Alto’s.Lipsynced.Serenade

Cross, by Honor Marks (used by permission, http://www.honormarks.com)
In the late 1980s my mom’s choir was invited to sing at Carnegie Hall. We made a weekend of it—shopping at Saks, trying on couture hats at Henri Bendel, eating at Sardis. Choir crescendos make me teary — I can’t explain it — but those choreographed voices, layered, swirling, interwoven, resonate someplace deep. Suffice it to say I was teary, and proud.
I was proud several summers ago when mom and her choir came here to Spoleto, and filled St. Michael’s Church with the familiar voices I’d grown up hearing—neighbors and a cousin or two who were far from American Idol contenders, just aging Methodists capitalizing on the power of numbers.

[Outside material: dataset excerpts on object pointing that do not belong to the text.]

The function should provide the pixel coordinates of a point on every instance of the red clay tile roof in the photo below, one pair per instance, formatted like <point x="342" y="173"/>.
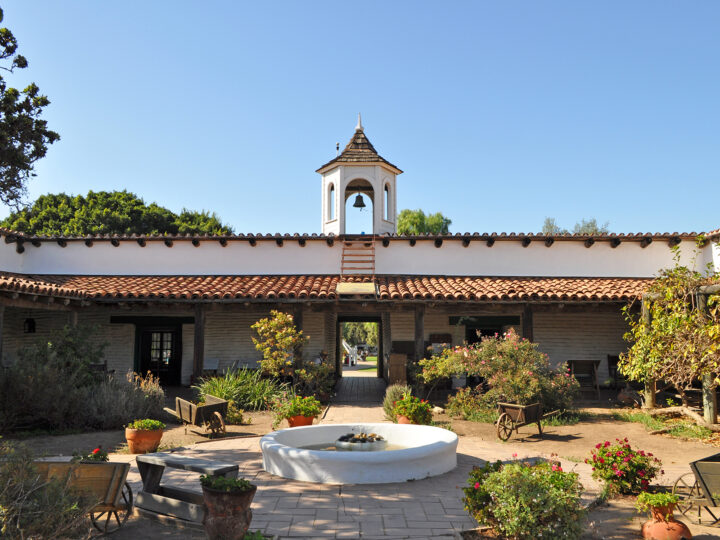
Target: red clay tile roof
<point x="459" y="289"/>
<point x="359" y="150"/>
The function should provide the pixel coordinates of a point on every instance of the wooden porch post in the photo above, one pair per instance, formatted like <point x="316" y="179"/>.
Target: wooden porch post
<point x="419" y="333"/>
<point x="199" y="342"/>
<point x="649" y="402"/>
<point x="709" y="393"/>
<point x="527" y="323"/>
<point x="2" y="319"/>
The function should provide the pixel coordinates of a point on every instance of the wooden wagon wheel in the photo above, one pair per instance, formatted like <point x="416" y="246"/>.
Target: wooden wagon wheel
<point x="111" y="520"/>
<point x="688" y="491"/>
<point x="504" y="426"/>
<point x="217" y="424"/>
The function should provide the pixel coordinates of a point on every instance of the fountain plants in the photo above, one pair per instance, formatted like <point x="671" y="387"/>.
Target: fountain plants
<point x="663" y="523"/>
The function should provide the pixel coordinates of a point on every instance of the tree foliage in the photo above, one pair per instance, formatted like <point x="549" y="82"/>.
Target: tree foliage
<point x="108" y="212"/>
<point x="356" y="333"/>
<point x="679" y="343"/>
<point x="24" y="136"/>
<point x="278" y="340"/>
<point x="584" y="226"/>
<point x="416" y="222"/>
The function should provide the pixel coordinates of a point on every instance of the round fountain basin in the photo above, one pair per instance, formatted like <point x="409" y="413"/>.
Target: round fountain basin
<point x="427" y="451"/>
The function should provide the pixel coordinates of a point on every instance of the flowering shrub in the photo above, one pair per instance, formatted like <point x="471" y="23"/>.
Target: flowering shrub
<point x="623" y="469"/>
<point x="513" y="369"/>
<point x="96" y="455"/>
<point x="287" y="405"/>
<point x="525" y="501"/>
<point x="419" y="411"/>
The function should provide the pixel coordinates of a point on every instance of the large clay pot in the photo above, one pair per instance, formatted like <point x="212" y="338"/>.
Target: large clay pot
<point x="227" y="514"/>
<point x="142" y="441"/>
<point x="664" y="526"/>
<point x="295" y="421"/>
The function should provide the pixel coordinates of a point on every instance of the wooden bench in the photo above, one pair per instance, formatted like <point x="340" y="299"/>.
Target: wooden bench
<point x="172" y="501"/>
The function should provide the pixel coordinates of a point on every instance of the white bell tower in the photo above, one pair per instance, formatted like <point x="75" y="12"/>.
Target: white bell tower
<point x="359" y="169"/>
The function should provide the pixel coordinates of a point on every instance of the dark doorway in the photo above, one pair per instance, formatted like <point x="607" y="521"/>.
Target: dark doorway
<point x="373" y="350"/>
<point x="161" y="354"/>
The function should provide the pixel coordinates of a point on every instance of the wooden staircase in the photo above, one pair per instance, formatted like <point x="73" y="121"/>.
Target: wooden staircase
<point x="358" y="258"/>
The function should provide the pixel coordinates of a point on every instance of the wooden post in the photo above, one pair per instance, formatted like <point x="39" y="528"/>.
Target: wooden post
<point x="709" y="394"/>
<point x="419" y="333"/>
<point x="649" y="401"/>
<point x="199" y="342"/>
<point x="527" y="324"/>
<point x="2" y="319"/>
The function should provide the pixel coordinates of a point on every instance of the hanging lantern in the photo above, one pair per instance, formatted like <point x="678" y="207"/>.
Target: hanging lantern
<point x="359" y="203"/>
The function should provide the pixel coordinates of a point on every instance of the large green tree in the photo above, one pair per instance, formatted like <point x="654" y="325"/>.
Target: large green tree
<point x="416" y="222"/>
<point x="24" y="136"/>
<point x="108" y="212"/>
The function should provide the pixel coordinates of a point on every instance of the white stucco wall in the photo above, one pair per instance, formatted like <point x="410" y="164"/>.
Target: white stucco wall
<point x="505" y="258"/>
<point x="580" y="336"/>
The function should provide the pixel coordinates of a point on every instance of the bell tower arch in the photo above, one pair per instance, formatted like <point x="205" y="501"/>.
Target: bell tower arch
<point x="359" y="170"/>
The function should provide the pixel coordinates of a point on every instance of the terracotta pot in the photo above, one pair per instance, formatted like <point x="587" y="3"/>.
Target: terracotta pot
<point x="142" y="441"/>
<point x="664" y="526"/>
<point x="227" y="515"/>
<point x="295" y="421"/>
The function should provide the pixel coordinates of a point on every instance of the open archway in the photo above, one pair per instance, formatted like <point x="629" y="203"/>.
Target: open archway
<point x="359" y="220"/>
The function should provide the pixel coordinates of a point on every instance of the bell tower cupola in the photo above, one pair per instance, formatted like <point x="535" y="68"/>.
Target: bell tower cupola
<point x="359" y="170"/>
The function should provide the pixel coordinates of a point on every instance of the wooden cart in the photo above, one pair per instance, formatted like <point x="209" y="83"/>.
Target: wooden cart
<point x="700" y="489"/>
<point x="210" y="415"/>
<point x="513" y="416"/>
<point x="102" y="481"/>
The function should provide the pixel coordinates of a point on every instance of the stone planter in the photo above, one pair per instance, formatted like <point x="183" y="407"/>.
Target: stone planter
<point x="664" y="526"/>
<point x="295" y="421"/>
<point x="142" y="441"/>
<point x="227" y="514"/>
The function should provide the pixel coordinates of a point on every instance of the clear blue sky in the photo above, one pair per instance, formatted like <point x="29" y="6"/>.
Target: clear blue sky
<point x="499" y="113"/>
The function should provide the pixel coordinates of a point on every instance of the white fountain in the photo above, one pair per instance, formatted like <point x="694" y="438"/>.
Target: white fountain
<point x="412" y="453"/>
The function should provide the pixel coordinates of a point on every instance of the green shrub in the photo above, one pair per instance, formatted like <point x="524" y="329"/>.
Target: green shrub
<point x="622" y="469"/>
<point x="417" y="410"/>
<point x="247" y="388"/>
<point x="220" y="483"/>
<point x="146" y="424"/>
<point x="32" y="508"/>
<point x="393" y="393"/>
<point x="524" y="501"/>
<point x="115" y="401"/>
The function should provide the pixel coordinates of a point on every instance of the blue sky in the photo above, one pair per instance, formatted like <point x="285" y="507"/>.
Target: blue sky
<point x="499" y="113"/>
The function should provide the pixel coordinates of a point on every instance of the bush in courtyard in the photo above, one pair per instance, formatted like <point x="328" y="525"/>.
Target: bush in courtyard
<point x="246" y="388"/>
<point x="417" y="410"/>
<point x="35" y="508"/>
<point x="525" y="501"/>
<point x="393" y="393"/>
<point x="622" y="469"/>
<point x="115" y="401"/>
<point x="47" y="386"/>
<point x="513" y="370"/>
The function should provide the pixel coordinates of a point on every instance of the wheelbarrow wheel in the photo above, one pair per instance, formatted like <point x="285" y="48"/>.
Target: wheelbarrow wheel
<point x="111" y="520"/>
<point x="504" y="426"/>
<point x="217" y="424"/>
<point x="687" y="489"/>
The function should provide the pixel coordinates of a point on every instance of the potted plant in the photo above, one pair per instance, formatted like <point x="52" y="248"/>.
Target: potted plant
<point x="412" y="410"/>
<point x="298" y="410"/>
<point x="663" y="524"/>
<point x="227" y="506"/>
<point x="144" y="435"/>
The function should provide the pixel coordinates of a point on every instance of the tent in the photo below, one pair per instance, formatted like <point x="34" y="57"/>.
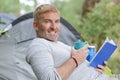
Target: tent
<point x="14" y="42"/>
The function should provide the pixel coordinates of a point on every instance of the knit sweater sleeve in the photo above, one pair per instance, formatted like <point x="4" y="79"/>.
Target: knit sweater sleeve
<point x="41" y="61"/>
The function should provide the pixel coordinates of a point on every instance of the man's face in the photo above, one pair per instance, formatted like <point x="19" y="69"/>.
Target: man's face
<point x="48" y="26"/>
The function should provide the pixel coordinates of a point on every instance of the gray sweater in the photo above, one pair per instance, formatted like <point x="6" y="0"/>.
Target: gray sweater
<point x="44" y="56"/>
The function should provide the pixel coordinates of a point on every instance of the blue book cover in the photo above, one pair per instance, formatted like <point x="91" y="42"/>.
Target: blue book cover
<point x="104" y="53"/>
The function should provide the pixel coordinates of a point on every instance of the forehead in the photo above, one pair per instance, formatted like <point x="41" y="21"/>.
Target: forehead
<point x="50" y="15"/>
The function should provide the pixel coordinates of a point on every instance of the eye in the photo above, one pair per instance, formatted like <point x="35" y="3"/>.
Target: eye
<point x="47" y="21"/>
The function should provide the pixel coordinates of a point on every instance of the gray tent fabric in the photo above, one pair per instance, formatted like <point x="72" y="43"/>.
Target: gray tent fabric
<point x="13" y="65"/>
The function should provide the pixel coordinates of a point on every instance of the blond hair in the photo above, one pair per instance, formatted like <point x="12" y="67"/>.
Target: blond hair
<point x="44" y="9"/>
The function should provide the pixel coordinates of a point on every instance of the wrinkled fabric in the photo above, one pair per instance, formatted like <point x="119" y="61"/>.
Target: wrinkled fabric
<point x="44" y="56"/>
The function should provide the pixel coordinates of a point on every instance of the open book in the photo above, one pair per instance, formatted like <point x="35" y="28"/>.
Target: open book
<point x="103" y="53"/>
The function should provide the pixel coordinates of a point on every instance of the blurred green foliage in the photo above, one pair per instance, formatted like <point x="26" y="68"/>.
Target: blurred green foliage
<point x="102" y="21"/>
<point x="10" y="6"/>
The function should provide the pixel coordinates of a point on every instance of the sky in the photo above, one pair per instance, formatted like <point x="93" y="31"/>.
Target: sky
<point x="31" y="3"/>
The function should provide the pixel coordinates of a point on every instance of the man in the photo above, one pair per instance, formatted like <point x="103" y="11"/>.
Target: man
<point x="53" y="60"/>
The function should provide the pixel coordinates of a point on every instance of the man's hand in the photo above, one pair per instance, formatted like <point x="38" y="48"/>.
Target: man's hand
<point x="81" y="54"/>
<point x="101" y="69"/>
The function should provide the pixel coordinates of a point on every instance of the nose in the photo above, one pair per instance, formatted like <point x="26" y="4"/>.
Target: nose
<point x="53" y="26"/>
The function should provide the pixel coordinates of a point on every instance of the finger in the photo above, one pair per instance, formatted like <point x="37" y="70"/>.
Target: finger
<point x="101" y="67"/>
<point x="99" y="71"/>
<point x="106" y="64"/>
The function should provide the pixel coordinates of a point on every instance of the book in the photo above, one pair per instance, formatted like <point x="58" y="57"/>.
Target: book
<point x="104" y="53"/>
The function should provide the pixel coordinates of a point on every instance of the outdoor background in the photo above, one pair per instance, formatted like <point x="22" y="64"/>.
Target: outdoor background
<point x="93" y="19"/>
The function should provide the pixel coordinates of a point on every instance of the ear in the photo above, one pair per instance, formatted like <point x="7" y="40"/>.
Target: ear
<point x="35" y="24"/>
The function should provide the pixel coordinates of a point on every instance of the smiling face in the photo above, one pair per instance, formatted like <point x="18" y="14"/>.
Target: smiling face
<point x="48" y="26"/>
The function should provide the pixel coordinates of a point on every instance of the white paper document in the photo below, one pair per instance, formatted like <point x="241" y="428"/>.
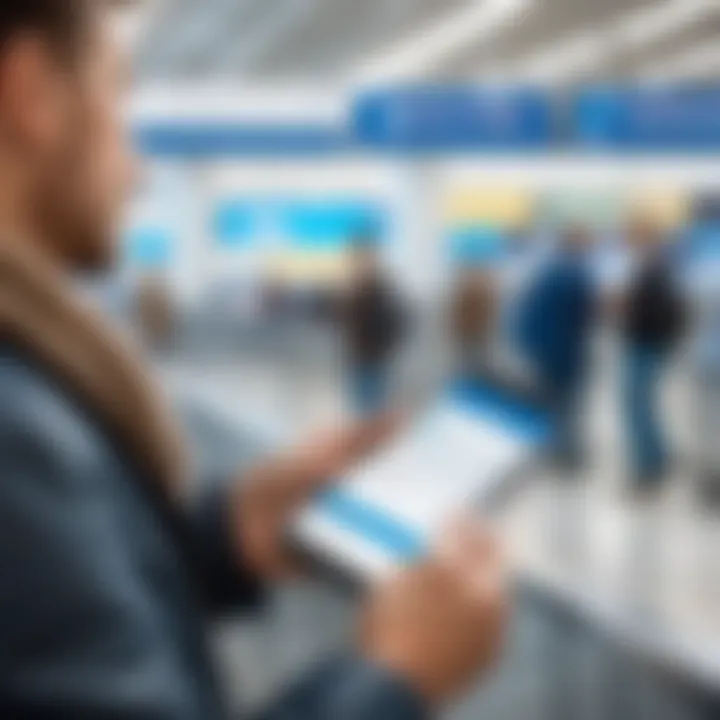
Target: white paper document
<point x="391" y="508"/>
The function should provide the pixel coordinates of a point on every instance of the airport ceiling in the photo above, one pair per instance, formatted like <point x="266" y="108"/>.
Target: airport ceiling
<point x="340" y="41"/>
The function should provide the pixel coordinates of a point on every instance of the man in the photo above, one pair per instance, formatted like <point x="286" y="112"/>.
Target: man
<point x="373" y="321"/>
<point x="654" y="320"/>
<point x="108" y="572"/>
<point x="473" y="311"/>
<point x="555" y="328"/>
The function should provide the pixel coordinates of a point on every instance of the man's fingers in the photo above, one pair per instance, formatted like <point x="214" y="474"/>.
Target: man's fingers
<point x="473" y="553"/>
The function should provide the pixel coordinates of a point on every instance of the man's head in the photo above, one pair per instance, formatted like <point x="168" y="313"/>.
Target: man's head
<point x="64" y="162"/>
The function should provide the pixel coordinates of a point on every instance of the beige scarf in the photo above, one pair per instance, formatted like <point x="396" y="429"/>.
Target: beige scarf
<point x="41" y="313"/>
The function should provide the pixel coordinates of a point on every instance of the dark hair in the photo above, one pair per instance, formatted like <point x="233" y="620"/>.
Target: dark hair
<point x="61" y="22"/>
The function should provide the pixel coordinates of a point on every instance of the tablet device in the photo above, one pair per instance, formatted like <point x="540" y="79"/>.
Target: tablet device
<point x="468" y="449"/>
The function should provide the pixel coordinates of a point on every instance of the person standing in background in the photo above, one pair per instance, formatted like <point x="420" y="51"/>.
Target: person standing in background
<point x="373" y="324"/>
<point x="115" y="559"/>
<point x="653" y="320"/>
<point x="472" y="316"/>
<point x="556" y="321"/>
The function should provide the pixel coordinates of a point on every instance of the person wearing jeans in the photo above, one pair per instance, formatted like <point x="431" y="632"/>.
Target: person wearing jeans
<point x="654" y="317"/>
<point x="648" y="449"/>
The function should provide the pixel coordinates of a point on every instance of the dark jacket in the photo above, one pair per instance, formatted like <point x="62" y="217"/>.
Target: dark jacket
<point x="556" y="320"/>
<point x="655" y="313"/>
<point x="373" y="322"/>
<point x="106" y="592"/>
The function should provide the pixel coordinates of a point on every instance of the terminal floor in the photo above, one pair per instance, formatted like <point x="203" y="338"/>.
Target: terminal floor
<point x="656" y="562"/>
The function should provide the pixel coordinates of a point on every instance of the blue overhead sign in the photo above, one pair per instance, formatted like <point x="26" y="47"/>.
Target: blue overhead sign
<point x="447" y="118"/>
<point x="653" y="117"/>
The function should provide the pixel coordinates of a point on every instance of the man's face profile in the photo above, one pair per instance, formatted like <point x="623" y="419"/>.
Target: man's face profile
<point x="60" y="118"/>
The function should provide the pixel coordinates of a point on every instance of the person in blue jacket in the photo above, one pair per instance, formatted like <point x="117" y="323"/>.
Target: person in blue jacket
<point x="114" y="560"/>
<point x="556" y="321"/>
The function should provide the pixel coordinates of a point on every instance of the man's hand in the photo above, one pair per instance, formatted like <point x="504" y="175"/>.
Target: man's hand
<point x="439" y="624"/>
<point x="266" y="501"/>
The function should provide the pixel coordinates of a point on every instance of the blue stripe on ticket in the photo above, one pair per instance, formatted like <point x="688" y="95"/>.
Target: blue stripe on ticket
<point x="373" y="524"/>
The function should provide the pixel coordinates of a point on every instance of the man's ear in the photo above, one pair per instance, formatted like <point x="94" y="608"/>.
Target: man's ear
<point x="33" y="94"/>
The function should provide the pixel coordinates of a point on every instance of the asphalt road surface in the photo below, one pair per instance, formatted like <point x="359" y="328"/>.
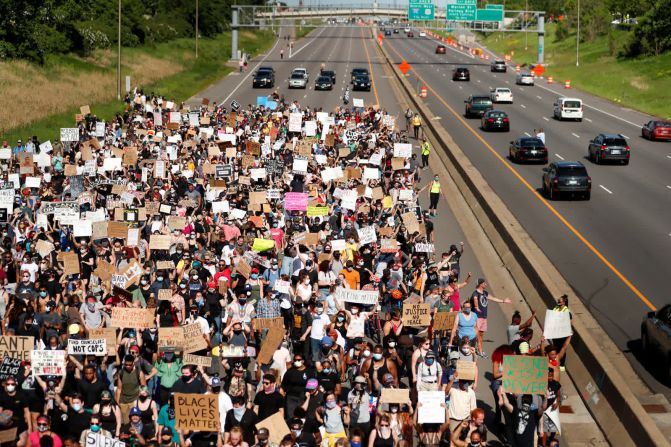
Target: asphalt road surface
<point x="614" y="249"/>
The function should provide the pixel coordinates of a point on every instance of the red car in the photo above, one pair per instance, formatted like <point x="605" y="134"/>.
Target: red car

But I’m most proud now when I imagine Mom each Wednesday at choir practice, and each Sunday, as she still puts on the red and white satiny robe and processes down the aisle, hymnal held like a guiding light in front of her. She can barely speak, her tongue weak and obstinate, her words a cottony jumble of flat intonations that refuse to carry their weight. But still she “sings,” lipsyncing like a god-fearing Ashley Simpson. And it’s the most beautiful music in the world, this hymn to the unspoken, this silenced anthem of praise to all that is holy, and all that heals. She may not carry a tune, but the choir is carrying her, and vice versa. And isn’t that all we can do, carry each other?
I’ve never been prouder of her—a lone alto, preaching to the choir.